NASCAR is a different and more difficult animal. “I’ve done a lot of different sports,” said Joy. “Boy, it sure is easier when there’s one ball to follow.” In racing, an announcer follows 40 different balls because, often, the best racing is somewhere behind the front of the field. That’s why Joy spends about 60 percent of a race looking directly at the track rather than a monitor.
Joy called Formula 1 races off a monitor in the late 1990s. This Sunday, he said it will be harder for him to figure out whether a car is moving up or back in the field when it’s not on screen. When Joy’s eyes can wander around the track, they also prompt anecdotes. “I might have a story in my hip pocket about Brad Keselowski,” he said. “But if I never see Brad Keselowski, that’s probably not going to tip me to remember to tell that story.” To assist him, Fox is setting up cameras in the Darlington booth with feeds that will be stitched together to approximate the view Joy would have if he were standing there.
In thinking about remote games, every announcer worries about what would happen if they were faced with an injury like Kevin Durant’s in last year’s NBA Finals. Though Fox isn’t sending its race announcers to Darlington, the network will send a pit reporter, Regan Smith. In remote announcing, sideline reporting is more indispensable than play-by-play.

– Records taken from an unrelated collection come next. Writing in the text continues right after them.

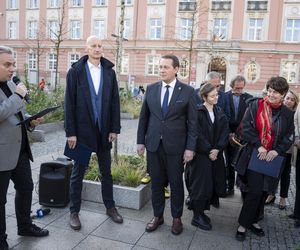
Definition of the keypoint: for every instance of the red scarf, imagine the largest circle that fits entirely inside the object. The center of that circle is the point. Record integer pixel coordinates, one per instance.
(264, 124)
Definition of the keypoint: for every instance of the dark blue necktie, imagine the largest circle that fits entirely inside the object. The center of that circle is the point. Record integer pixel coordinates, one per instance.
(164, 107)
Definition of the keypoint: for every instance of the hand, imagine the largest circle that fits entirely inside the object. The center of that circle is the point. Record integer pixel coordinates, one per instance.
(262, 153)
(21, 89)
(188, 156)
(72, 140)
(140, 149)
(112, 137)
(271, 155)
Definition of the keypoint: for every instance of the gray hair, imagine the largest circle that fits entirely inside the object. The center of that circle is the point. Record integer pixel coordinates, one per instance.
(212, 75)
(5, 50)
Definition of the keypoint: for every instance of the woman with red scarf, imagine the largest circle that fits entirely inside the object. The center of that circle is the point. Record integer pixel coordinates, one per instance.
(267, 126)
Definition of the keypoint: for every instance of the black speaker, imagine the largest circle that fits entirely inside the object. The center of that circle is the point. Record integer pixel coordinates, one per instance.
(54, 183)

“Would these things be doable with, I think, minimal inconvenience?” McDonough said of remote broadcasting. “Yeah, I think they would be. Would the viewer notice? Maybe occasionally.” That’s the rub. Because the announcers are pros, remotely-called games will sound good. To untrained ears, probably almost normal. After the coronavirus pandemic, announcers could face the same dilemma as a print journalist who writes a game off TV, and does such a good job that his editor stops putting him on planes.
It’s hard to imagine Fox not sending Joe Buck and Troy Aikman to a Sunday afternoon NFL game, or the network not sending Joy to a NASCAR Cup Series race. But there’s a tier of pro and college games for which the networks might decide remote calls will suffice—not to mention a racing series like NASCAR trucks, where they’re already happening.
“The best way to look at these last couple of months is that we’ve never had to rethink producing live sporting events,” said Brad Zager, the Fox Sports executive in charge of production. Asked about a future in which more events are handled remotely, Zager said, “That wouldn’t surprise me at all.”
“Believe me, I worry about it,” said Cooperstein. “I’ll be the first to say, my job is a hell of a way to see North America.” Announcers can grumble about air travel as well as any campaign reporter, and they’ll tell you certain stadiums are miserable to call games in. But to be great at their jobs, they like to have all the available tools. “For those of us who approach this creatively—and it’s a lot of us—you never want what you’ve touched to become a factory-made widget,” said Benetti.
“I can say if that ever happens,” Joy said of remote broadcasting, “I hope it’s long after I’ve hung up the headset. The thrill of being there is just that, and that’s a hard thing to replicate or fake.”
Every announcer said they’d call games from afar as long as the coronavirus demanded it. To be an announcer involves a certain bravado. You look at a busted monitor or malfunctioning Telestrator and say, “I got this.” As Steiner explained, “For those of us who are the court jesters in this pandemic, when it’s time for us to go do it, it’s important to tell as complete a picture as we can.”